Main Set First Encore Second Encore
  1. Release
  2. Go
  3. Last Exit
  4. Spin the Black Circle
  5. Tremor Christ
  6. Corduroy
  7. Whipping
  8. I Got Shit
  9. Dissident
  10. Even Flow
  11. Improv/Sick o’ Pussies
  12. Deep
  13. Jeremy
  14. Glorified G
  1. Daughter/
    (This Boy)/
    (The Real Me)/
  2. Animal
  3. Habit
  4. Jam/Lukin
  5. Not for You
  6. Little Wing (teaser)
  7. Elderly Woman
  8. Immortality
  9. Alive
  10. Porch
  1. Everyday People
  2. Let My Love Open the Door
  3. Better Man
  4. Rearviewmirror
  5. Black
  6. Blood
  1. Yellow Ledbetter

The intro of “Release” is the song’s usual start as the calm before the storm, yielding to a flurry of heavy and mid-tempo songs including “Go”, “Whipping” and “Corduroy”. A monster “Daughter” with its four song tags(!) brings the intimacy of this stadium down to the size of a campfire. The then-new songs “Habit and “Lukin” peak the crowd’s interested before the one-two punch of “Alive” and “Porch” to end the 24-song first set. Rare covers “Everyday People” and “Let My Love Open the Door” start the heavyweight first encore, continuing with “Better Man”, “RVM”, “Black”. “Blood” ends in a snarl of drums, feedback and screaming – a sonic tempest twisting Chicago like a tornado. “Yellow Ledbetter” serves as CPR for a crowd that has witnessed the longest Pearl Jam show at the time.
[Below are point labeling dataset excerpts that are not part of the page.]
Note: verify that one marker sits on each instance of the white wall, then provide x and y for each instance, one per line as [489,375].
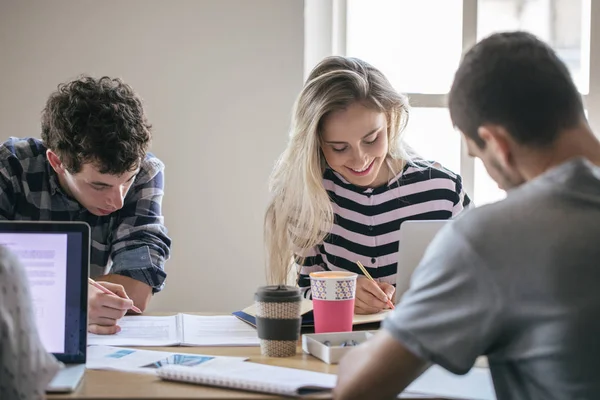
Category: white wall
[219,78]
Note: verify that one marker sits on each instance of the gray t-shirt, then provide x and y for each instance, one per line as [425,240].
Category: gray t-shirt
[26,367]
[518,281]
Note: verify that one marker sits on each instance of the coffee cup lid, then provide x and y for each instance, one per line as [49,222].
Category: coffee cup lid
[278,293]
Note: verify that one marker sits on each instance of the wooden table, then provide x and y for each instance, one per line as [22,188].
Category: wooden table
[99,384]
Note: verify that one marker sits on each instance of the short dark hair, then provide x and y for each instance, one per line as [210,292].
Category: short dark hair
[98,121]
[515,80]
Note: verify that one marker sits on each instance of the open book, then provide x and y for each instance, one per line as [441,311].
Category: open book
[180,329]
[253,377]
[248,315]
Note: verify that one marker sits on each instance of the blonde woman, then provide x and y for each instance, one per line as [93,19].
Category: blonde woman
[346,181]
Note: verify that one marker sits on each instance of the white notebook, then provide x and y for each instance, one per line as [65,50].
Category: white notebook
[253,377]
[179,330]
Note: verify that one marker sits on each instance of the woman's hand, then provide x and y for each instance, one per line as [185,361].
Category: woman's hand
[372,297]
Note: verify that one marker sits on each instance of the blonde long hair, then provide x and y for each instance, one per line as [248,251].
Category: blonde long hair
[300,213]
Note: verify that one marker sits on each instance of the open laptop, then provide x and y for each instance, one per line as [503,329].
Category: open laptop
[415,237]
[56,259]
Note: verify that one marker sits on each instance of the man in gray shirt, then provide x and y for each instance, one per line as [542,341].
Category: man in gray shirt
[517,280]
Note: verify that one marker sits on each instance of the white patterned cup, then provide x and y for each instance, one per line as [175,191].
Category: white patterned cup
[333,294]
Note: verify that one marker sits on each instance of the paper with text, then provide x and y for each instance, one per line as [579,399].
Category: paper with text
[142,331]
[436,381]
[219,330]
[180,329]
[146,361]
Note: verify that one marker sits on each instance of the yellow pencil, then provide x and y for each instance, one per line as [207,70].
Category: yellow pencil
[364,270]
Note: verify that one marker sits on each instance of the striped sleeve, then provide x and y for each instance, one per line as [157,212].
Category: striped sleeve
[464,201]
[307,261]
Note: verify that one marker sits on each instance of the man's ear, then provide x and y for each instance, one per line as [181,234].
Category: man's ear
[55,162]
[498,141]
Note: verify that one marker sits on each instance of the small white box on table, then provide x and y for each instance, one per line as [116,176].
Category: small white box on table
[314,344]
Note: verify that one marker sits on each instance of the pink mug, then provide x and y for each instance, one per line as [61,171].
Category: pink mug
[333,294]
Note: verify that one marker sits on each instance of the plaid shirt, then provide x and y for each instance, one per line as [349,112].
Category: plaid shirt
[131,242]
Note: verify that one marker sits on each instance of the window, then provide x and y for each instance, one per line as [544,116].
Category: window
[418,45]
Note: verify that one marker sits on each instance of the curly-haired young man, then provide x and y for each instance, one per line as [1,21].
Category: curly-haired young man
[92,165]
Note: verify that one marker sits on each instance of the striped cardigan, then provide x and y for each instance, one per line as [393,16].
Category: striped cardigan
[367,221]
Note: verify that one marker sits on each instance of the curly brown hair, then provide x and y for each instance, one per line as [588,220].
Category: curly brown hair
[98,121]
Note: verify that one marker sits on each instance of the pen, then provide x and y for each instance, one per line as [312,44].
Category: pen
[105,290]
[364,270]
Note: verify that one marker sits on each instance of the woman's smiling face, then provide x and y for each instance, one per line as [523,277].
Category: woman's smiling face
[354,142]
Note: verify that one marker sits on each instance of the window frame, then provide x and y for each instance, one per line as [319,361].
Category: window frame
[325,34]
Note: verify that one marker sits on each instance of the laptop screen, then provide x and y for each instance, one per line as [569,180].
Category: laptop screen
[56,260]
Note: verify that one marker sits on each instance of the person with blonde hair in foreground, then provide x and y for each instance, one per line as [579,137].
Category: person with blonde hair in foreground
[516,280]
[347,180]
[26,368]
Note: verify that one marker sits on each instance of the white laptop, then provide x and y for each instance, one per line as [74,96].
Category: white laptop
[415,237]
[56,259]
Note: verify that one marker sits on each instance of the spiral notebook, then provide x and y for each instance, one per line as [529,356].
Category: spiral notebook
[252,377]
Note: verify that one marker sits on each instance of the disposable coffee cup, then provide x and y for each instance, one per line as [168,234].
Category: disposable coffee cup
[278,319]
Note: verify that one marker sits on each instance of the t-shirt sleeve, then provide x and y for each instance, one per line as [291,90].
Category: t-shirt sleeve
[452,311]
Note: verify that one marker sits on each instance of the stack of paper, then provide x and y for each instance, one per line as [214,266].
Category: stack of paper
[180,329]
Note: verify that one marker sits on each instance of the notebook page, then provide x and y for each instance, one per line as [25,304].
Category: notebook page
[142,331]
[476,384]
[218,330]
[252,377]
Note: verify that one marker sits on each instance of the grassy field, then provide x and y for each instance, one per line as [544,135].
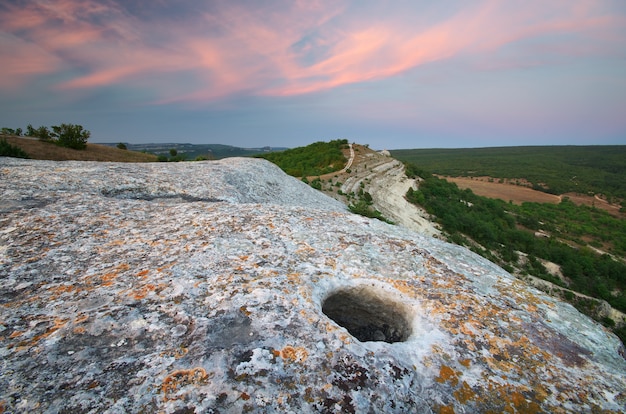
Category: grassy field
[587,170]
[48,151]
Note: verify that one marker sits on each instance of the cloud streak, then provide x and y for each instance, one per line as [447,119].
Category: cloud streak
[411,66]
[282,50]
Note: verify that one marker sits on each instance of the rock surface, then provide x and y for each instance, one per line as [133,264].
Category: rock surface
[203,287]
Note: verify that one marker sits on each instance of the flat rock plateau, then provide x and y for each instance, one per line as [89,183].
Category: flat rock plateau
[227,286]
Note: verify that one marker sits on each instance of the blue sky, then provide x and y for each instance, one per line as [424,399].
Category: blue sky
[401,74]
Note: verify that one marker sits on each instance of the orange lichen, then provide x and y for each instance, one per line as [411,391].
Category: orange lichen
[291,354]
[180,378]
[447,374]
[464,394]
[143,273]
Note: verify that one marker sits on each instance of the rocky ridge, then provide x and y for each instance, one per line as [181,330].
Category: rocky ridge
[228,286]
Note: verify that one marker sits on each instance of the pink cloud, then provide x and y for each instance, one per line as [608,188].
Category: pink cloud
[233,49]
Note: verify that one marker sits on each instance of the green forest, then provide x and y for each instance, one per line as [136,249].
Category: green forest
[503,232]
[597,169]
[313,160]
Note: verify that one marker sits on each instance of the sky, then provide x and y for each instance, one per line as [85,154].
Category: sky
[252,73]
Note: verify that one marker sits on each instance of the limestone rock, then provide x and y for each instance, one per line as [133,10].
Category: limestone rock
[230,287]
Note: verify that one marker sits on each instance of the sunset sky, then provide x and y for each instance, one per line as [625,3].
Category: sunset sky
[249,73]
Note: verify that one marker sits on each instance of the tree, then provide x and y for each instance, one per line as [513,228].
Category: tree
[71,136]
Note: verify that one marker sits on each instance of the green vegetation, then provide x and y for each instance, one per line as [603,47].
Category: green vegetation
[519,238]
[64,135]
[553,169]
[8,150]
[313,160]
[71,136]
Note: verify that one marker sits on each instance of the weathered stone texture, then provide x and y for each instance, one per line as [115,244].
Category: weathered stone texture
[200,286]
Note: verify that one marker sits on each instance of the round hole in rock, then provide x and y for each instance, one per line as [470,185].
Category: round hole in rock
[368,314]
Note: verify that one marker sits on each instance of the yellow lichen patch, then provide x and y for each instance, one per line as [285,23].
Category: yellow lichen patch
[403,287]
[294,354]
[143,273]
[465,362]
[464,394]
[57,291]
[145,290]
[447,374]
[180,378]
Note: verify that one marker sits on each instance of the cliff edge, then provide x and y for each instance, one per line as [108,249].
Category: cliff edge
[228,286]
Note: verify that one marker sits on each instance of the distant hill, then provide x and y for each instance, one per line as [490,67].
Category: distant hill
[593,169]
[193,151]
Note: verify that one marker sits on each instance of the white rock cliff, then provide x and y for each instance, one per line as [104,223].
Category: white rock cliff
[228,286]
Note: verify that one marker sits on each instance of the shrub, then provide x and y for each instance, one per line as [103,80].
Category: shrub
[8,150]
[71,136]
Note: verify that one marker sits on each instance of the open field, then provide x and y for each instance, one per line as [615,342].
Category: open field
[588,170]
[48,151]
[517,194]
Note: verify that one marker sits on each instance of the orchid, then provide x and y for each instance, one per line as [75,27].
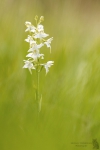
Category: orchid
[37,39]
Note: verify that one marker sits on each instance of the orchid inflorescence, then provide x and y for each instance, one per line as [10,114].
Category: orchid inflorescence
[37,39]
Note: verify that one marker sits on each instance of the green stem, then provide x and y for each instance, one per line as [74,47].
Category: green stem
[37,86]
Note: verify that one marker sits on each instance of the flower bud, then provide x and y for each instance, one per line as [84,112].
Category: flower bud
[36,17]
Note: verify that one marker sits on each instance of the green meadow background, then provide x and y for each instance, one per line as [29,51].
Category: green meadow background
[70,111]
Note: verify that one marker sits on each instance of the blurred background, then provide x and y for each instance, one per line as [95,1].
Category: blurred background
[70,92]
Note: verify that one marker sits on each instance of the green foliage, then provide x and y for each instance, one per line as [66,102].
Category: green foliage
[70,91]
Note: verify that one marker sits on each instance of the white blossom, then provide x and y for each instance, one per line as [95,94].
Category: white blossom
[35,55]
[48,42]
[40,28]
[37,39]
[28,64]
[35,46]
[30,27]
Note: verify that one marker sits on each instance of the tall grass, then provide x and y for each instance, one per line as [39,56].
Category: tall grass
[70,107]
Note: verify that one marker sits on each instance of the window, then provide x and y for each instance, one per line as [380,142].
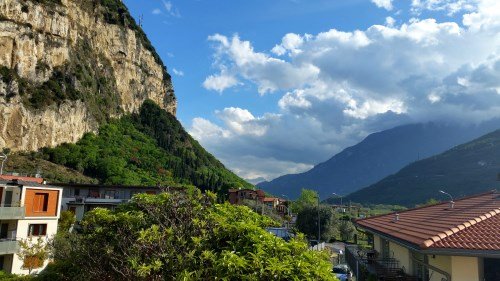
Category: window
[37,230]
[41,202]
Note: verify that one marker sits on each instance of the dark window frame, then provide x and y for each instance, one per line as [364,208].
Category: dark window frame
[37,229]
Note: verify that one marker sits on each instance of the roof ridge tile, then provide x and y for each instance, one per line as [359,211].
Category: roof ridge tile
[440,236]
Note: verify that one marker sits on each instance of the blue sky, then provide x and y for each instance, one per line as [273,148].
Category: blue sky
[276,86]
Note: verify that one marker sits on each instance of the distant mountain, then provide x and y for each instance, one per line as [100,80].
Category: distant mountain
[463,170]
[377,156]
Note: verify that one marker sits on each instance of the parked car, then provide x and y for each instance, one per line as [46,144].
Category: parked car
[342,272]
[313,243]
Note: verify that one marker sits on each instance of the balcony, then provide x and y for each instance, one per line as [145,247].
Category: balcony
[11,213]
[366,264]
[8,246]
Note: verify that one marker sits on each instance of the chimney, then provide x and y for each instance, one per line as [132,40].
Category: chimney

In other words, Pearl Jams are masters of show flow, and this setlist is the quintessential example. It is understandable for cost and space reasons that the double-vinyl required the axe of a few songs, but the exclusion of “Release”, “Porch” and “Blood” are startling exemptions considering their positions in the setlist as show-opener and set closers. The double-CD contains some adherence to the setlist, but then somehow diverges into mid-set songs to end the set.
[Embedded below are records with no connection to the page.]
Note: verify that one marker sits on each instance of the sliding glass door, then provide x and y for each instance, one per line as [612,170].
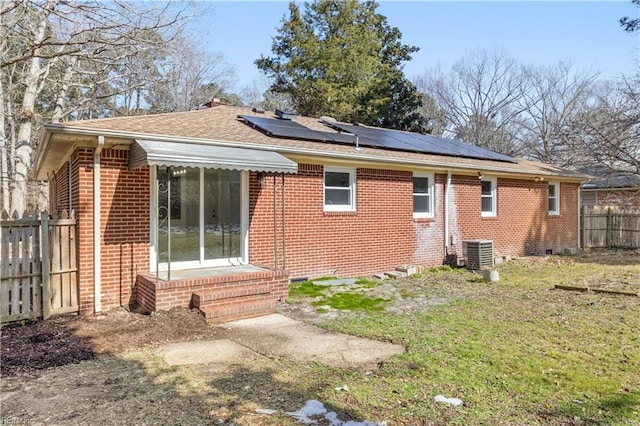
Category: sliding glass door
[200,217]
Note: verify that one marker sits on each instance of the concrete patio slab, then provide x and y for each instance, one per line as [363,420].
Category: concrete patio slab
[223,351]
[280,336]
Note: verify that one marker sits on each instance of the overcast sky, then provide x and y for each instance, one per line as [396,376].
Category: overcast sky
[540,32]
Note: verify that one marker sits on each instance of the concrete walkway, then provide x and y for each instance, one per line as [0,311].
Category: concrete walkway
[280,336]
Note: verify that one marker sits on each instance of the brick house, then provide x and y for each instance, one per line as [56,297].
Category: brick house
[220,209]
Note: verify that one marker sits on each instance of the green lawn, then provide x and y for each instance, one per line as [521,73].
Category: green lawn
[515,352]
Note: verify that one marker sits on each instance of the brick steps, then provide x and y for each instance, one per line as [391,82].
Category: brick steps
[233,303]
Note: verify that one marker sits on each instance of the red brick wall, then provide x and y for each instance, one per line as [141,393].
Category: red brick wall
[125,203]
[522,225]
[380,235]
[162,295]
[59,190]
[124,225]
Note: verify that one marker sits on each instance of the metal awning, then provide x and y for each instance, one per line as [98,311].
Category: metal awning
[181,154]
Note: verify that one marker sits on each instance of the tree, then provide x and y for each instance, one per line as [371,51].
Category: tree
[66,52]
[607,132]
[341,58]
[630,24]
[188,78]
[557,95]
[481,99]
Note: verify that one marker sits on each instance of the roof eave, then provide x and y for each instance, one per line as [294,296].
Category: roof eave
[128,137]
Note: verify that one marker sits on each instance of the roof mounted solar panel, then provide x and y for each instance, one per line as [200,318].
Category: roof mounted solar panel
[291,129]
[416,142]
[286,114]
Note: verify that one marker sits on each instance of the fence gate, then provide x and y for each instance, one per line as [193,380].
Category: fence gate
[38,272]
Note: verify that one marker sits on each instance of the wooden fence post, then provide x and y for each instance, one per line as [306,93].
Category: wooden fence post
[46,260]
[608,237]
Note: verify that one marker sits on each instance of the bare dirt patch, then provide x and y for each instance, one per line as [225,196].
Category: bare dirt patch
[29,348]
[104,370]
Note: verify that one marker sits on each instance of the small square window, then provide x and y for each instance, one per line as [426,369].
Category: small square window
[339,189]
[554,198]
[489,197]
[423,197]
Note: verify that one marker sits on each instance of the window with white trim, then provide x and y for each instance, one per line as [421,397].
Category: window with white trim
[489,196]
[423,195]
[339,189]
[554,198]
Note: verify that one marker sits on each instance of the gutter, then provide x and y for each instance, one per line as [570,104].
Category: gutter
[356,155]
[446,213]
[97,205]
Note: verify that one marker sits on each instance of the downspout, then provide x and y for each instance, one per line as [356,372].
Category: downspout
[70,195]
[97,270]
[580,224]
[275,225]
[446,213]
[284,240]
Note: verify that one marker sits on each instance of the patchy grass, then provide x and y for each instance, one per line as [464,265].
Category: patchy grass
[517,352]
[343,297]
[352,301]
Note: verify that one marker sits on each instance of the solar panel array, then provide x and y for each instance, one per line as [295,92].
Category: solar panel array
[374,137]
[290,129]
[417,142]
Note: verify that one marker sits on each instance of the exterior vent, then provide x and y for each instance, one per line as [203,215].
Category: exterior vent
[286,115]
[478,253]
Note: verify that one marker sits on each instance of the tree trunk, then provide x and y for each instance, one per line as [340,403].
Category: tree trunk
[24,151]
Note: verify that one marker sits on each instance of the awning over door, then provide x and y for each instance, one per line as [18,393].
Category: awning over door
[183,154]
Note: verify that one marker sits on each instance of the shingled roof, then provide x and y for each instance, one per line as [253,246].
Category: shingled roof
[221,125]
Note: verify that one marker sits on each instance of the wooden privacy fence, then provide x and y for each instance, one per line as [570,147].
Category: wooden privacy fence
[38,272]
[610,227]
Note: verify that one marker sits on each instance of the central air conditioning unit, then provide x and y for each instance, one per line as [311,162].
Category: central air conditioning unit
[478,253]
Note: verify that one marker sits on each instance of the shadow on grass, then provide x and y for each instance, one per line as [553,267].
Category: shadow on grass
[50,375]
[611,257]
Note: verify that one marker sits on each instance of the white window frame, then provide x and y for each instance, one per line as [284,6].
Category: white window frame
[556,197]
[494,197]
[431,194]
[351,207]
[202,263]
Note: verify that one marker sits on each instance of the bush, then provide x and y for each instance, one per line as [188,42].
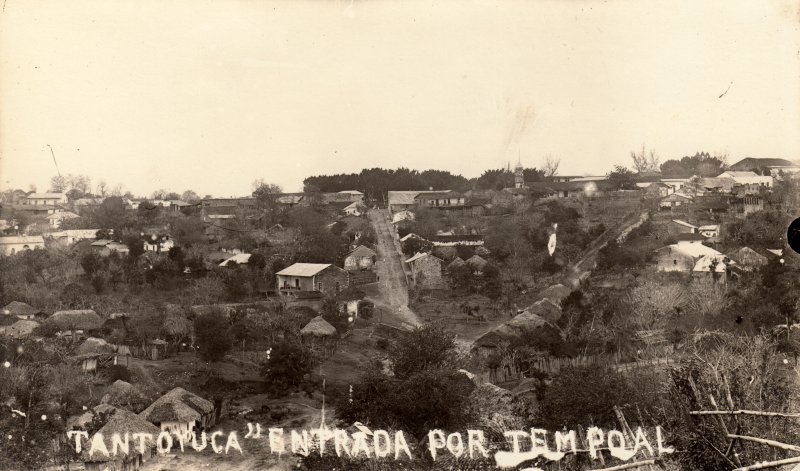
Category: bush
[213,336]
[286,370]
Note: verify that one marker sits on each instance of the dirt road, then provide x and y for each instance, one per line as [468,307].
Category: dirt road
[390,293]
The LP contains portions of the show:

Side One Side Two Side Three Side Four
  1. Go
  2. Spin The Black Circle
  3. Whipping
  4. I Got Id
  5. Last Exit
  1. Daughter / WMA / ABitW
  2. Animal
  3. Elderly Woman…
  4. Alive
  1. Jeremy
  2. EvenFlow
  3. Everyday People
  4. Let My Love Open the Door
  1. Rearviewmirror
  2. Black
  3. Yellow Ledbetter

The CD includes the entire set, but takes liberties with the song order:

Disc One Disc Two
  1. Release
  2. Go
  3. Last Exit
  4. Spin the Black Circle
  5. Tremor Christ
  6. Whipping
  7. I got id
  8. even flow
  9. Deep
  10. Jeremy
  11. Glorified G
  12. Daughter
  13. Animal
  14. Habit
  15. Elderly Woman
  1. Immortality
  2. Alive
  3. Porch
  4. Everyday People
  5. Let My Love Open the Door
  6. Rearviewmirror
  7. Black
  8. Blood
  9. Yellow Ledbetter
  10. Corduroy
  11. Dissident
  12. Not For You
  13. Better Man

Now almost eight years after its initial release, collectors are having a hard time getting their hands on this rare piece. With such a limited production amount, and although it is not an official Pearl Jam release, Spin The Black Circle/Live At Soldier Field remains one of the most sought after pieces around. With such beautiful packaging and live Pearl Jam on marbled, colored vinyl, what’s not to like?